There are four sources of material for bonsai – collected trees, trees from seed, trees from cuttings, and trees from air or ground layers. Today I want to show you how to use two of these methods to make more bonsai material.
I made this Riverflat hawthorn, Crataegus opaca, from a cutting struck in 2015. Riverflat hawthorn is one of my favorite species for bonsai. I’ve collected quite a few specimens from the wild, and they are fast to develop for bonsai from just a bare trunk. They generally feature good surface rootage as well, so this is another positive quality.
Propagating the species from cuttings has proven to be harder than I would have expected. But last year I did manage to get one – exactly one – to take. It puttered along through the growing season, during which time I left it strictly alone. I was just happy to have succeeded.

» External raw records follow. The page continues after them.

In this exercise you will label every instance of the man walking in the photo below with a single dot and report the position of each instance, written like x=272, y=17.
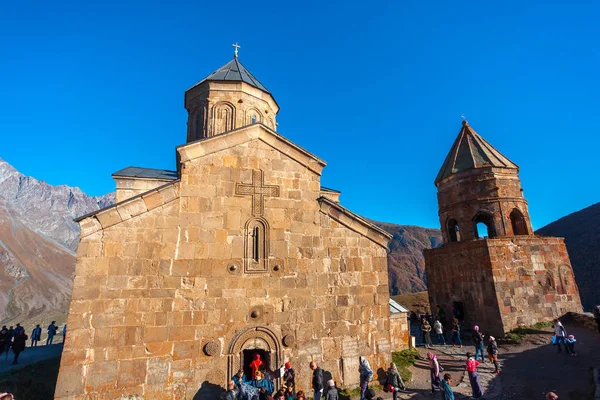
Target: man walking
x=36, y=335
x=317, y=380
x=51, y=332
x=479, y=346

Well, 2016 was another story for this rather small and nondescript new tree-in-the-making. I would estimate the cutting was 8-10″ long when I struck it, and it grew only a bit in 2015. But now, at the end of the 2016 growing season, the thing is six feet in length! And the trunk base, which was about 1/8″ when struck, has swelled to 1″ in a single growing season.
This is pretty exciting, and I’m encouraged to grow a lot more of this species from the ground up. I’ll strike more cuttings next year and see what I can do that way, but as I watched this specimen grow in 2016 it occurred to me that it was presenting itself as a prime candidate for air-layering. What’s even better, I can make not one but four layers on this single plant. So with a little luck I’ll make five trees from one.
I’ll keep you posted in 2017 as I prepare the layers, and then we’ll follow along to see how well that method works with this species.